Simon Willison’s Weblog: Nous Hermes 3

Source URL: https://simonwillison.net/2024/Nov/4/nous-hermes-3/#atom-everything
Source: Simon Willison’s Weblog
Title: Nous Hermes 3

Feedly Summary: Nous Hermes 3
The Nous Hermes family of fine-tuned models have a solid reputation. Their most recent release came out in August, based on Meta’s Llama 3.1:

Our training data aggressively encourages the model to follow the system and instruction prompts exactly and in an adaptive manner. Hermes 3 was created by fine-tuning Llama 3.1 8B, 70B and 405B, and training on a dataset of primarily synthetically generated responses. The model boasts comparable and superior performance to Llama 3.1 while unlocking deeper capabilities in reasoning and creativity.

The model weights are on Hugging Face, including GGUF versions of the 70B and 8B models. Here’s how to try the 8B model (a 4.58GB download) using the llm-gguf plugin:
llm install llm-gguf
llm gguf download-model ‘https://huggingface.co/NousResearch/Hermes-3-Llama-3.1-8B-GGUF/resolve/main/Hermes-3-Llama-3.1-8B.Q4_K_M.gguf’ -a Hermes-3-Llama-3.1-8B
llm -m Hermes-3-Llama-3.1-8B ‘hello in spanish’

Nous Research partnered with Lambda Labs to provide inference APIs. It turns out Lambda host quite a few models now, currently providing free inference to users with an API key.
I just released the first alpha of a llm-lambda-labs plugin. You can use that to try the larger 405b model (very hard to run on a consumer device) like this:
llm install llm-lambda-labs
llm keys set lambdalabs
# Paste key here
llm -m lambdalabs/hermes3-405b ‘short poem about a pelican with a twist’

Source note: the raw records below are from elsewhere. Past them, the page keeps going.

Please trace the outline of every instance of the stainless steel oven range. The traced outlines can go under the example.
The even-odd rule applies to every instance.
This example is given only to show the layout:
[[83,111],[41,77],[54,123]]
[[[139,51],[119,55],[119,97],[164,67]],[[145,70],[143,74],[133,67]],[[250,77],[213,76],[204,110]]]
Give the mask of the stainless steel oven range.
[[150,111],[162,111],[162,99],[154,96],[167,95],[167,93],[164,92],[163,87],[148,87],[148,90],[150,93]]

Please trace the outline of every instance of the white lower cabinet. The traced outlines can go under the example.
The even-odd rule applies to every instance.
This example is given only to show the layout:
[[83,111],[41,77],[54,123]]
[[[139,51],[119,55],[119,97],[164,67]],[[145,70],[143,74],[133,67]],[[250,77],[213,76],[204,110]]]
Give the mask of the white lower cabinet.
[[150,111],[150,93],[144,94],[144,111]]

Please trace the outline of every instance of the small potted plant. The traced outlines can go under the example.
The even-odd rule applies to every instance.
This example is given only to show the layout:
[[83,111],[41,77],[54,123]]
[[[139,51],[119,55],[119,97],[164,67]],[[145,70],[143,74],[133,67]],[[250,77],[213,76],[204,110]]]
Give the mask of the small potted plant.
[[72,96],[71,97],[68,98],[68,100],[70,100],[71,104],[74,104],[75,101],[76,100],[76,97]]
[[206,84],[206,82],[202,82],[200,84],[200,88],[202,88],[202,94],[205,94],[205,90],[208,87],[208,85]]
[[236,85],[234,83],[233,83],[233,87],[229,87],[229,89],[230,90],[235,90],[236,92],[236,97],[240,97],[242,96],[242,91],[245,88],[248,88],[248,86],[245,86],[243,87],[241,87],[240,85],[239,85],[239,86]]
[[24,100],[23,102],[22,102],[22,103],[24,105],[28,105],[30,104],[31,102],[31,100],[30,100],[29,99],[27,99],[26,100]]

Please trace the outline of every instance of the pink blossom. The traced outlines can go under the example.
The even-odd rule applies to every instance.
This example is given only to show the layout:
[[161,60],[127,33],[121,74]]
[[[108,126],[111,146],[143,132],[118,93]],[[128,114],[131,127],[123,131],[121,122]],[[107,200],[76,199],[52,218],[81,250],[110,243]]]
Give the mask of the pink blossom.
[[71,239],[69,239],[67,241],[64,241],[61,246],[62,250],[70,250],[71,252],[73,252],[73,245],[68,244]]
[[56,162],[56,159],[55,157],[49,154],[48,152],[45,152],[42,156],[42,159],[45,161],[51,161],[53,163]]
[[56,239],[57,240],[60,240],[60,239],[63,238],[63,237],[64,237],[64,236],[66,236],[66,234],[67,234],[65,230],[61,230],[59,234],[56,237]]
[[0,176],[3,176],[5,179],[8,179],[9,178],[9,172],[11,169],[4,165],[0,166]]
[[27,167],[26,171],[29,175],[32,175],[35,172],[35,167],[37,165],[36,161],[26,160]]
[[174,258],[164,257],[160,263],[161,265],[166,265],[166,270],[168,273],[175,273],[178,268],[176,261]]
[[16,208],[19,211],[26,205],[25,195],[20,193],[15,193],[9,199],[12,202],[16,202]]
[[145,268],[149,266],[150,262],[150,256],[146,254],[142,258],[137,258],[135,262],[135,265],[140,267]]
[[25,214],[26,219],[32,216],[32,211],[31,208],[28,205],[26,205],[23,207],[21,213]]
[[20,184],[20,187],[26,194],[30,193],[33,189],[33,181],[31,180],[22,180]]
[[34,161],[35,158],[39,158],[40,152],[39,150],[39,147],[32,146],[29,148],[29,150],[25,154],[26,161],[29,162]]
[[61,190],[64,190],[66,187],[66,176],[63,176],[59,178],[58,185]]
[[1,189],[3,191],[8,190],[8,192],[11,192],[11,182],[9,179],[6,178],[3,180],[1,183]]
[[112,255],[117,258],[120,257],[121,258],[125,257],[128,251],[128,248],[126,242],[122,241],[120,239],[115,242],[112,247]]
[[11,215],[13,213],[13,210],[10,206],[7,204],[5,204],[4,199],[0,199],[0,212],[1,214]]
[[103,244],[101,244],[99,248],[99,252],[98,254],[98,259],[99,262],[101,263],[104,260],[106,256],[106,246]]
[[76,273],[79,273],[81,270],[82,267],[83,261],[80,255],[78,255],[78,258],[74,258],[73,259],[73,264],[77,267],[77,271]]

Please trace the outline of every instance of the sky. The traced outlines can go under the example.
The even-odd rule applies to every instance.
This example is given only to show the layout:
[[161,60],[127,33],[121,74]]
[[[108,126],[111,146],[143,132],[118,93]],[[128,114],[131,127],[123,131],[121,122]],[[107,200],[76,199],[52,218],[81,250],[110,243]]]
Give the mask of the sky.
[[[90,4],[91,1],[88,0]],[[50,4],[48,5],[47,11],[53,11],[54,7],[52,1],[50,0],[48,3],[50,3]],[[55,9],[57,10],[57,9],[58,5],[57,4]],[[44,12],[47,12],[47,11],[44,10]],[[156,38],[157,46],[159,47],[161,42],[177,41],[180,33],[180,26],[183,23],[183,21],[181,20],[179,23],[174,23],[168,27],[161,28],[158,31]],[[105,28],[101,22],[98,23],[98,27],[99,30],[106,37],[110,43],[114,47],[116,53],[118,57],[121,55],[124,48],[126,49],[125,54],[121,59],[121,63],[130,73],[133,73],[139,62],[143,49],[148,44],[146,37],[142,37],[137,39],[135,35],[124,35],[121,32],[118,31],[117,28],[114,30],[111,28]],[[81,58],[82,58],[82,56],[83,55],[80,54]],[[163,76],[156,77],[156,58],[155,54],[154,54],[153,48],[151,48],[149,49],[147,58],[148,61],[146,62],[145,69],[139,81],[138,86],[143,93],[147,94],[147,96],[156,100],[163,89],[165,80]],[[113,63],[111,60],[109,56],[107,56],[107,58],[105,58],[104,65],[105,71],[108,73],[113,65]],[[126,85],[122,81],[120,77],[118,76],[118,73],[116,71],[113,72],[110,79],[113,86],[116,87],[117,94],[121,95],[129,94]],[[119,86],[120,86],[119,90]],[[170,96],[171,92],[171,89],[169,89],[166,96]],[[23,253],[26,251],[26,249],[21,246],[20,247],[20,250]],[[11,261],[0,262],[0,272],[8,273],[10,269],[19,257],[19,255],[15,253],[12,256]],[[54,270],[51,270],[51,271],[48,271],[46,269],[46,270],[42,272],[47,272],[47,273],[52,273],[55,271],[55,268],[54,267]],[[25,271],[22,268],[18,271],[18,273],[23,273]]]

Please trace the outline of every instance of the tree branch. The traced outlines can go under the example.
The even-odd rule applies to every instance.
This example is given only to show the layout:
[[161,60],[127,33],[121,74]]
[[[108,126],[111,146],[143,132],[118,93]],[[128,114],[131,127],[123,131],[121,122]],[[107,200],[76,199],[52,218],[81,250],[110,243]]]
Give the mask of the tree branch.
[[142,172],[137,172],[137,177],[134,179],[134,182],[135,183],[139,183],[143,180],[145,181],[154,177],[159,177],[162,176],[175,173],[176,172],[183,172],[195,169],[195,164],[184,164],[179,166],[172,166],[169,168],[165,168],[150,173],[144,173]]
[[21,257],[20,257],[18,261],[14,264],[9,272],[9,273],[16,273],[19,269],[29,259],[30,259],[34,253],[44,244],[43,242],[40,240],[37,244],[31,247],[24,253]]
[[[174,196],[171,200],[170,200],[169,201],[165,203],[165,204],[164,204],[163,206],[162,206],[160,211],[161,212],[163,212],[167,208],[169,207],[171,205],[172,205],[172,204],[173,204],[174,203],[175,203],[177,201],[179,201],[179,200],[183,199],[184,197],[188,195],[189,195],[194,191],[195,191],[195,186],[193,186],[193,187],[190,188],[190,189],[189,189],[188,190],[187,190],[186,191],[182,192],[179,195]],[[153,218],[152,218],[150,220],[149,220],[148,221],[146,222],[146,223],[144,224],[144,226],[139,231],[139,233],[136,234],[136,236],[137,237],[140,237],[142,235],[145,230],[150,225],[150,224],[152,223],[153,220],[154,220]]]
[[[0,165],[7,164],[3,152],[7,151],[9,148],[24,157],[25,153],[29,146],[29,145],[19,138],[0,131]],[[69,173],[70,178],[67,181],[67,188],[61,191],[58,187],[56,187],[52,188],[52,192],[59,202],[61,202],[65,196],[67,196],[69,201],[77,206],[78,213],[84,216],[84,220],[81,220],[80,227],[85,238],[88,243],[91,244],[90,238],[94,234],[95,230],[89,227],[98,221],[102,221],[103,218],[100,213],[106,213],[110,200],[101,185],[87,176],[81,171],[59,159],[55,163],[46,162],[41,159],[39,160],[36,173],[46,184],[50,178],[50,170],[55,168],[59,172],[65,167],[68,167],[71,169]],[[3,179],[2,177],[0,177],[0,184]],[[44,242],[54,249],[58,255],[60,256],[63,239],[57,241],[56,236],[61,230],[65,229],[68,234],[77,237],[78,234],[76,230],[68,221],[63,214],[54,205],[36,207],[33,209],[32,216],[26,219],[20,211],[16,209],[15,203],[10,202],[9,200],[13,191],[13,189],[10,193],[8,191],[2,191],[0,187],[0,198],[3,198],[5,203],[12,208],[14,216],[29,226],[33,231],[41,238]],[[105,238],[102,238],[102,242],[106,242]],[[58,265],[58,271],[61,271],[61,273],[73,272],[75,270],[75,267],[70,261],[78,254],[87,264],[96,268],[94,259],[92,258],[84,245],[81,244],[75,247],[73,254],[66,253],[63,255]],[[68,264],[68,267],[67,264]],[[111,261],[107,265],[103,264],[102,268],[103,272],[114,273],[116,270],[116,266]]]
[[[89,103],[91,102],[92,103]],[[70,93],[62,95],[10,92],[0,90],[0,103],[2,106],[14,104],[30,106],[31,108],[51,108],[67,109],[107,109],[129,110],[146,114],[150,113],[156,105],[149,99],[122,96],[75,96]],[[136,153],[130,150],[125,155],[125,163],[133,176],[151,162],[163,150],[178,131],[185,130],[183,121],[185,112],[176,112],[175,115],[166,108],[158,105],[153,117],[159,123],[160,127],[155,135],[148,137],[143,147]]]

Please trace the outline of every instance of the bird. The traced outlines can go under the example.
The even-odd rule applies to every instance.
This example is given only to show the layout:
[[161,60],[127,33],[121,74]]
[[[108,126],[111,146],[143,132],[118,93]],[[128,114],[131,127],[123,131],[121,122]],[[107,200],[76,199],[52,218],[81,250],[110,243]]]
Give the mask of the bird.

Here’s the source code for the new plugin, which I based on llm-mistral. The plugin uses httpx-sse to consume the stream of tokens from the API.
Tags: llm, generative-ai, llama, ai, edge-llms, llms, meta, projects, nous-research

AI Summary and Description: Yes

Summary: The text discusses the Nous Hermes 3 family of fine-tuned models, highlighting their capabilities and implications for professionals involved in AI, particularly in terms of model development and infrastructure utilization. The integration with Lambda Labs for providing inference APIs presents notable advancements in practical AI application deployment.

Detailed Description:
– The Nous Hermes models are built upon Meta’s Llama 3.1 architecture, representing a significant development in generative AI.
– Key Features:
– The models benefit from aggressive fine-tuning on a dataset consisting primarily of synthetic responses, enhancing their adaptability to various input prompts.
– They demonstrate comparable and superior performance to Llama 3.1, especially in reasoning and creative tasks.

– **Model Availability**:
– The model weights for the 8B and 70B versions are accessible on Hugging Face, which makes them easier for developers to implement and experiment with, fostering an ecosystem around the model’s functionality.

– **Installation and Usage**:
– Specific commands are provided for downloading and utilizing the models via the `llm-gguf` and `llm-lambda-labs` plugins, which indicates an emphasis on developer usability and integration into existing AI workflows.

– **Inference APIs**:
– The partnership with Lambda Labs allows users to access inference APIs, which broadens the deployment capabilities of the models significantly. This is particularly useful for applications requiring powerful models without needing local compute resources.

– **Research and Development**:
– The text mentions the ongoing development, including the release of a plugin for interaction with these models, which can lead to more robust experimentation and application development in generative AI.

Overall, the development and deployment of these models signal advancements in AI capabilities, offering significant potential for innovations in various applications and industries. Security and compliance professionals should note the implications of hosting models remotely via APIs and the considerations that come with such integrations (e.g., data protection, access controls).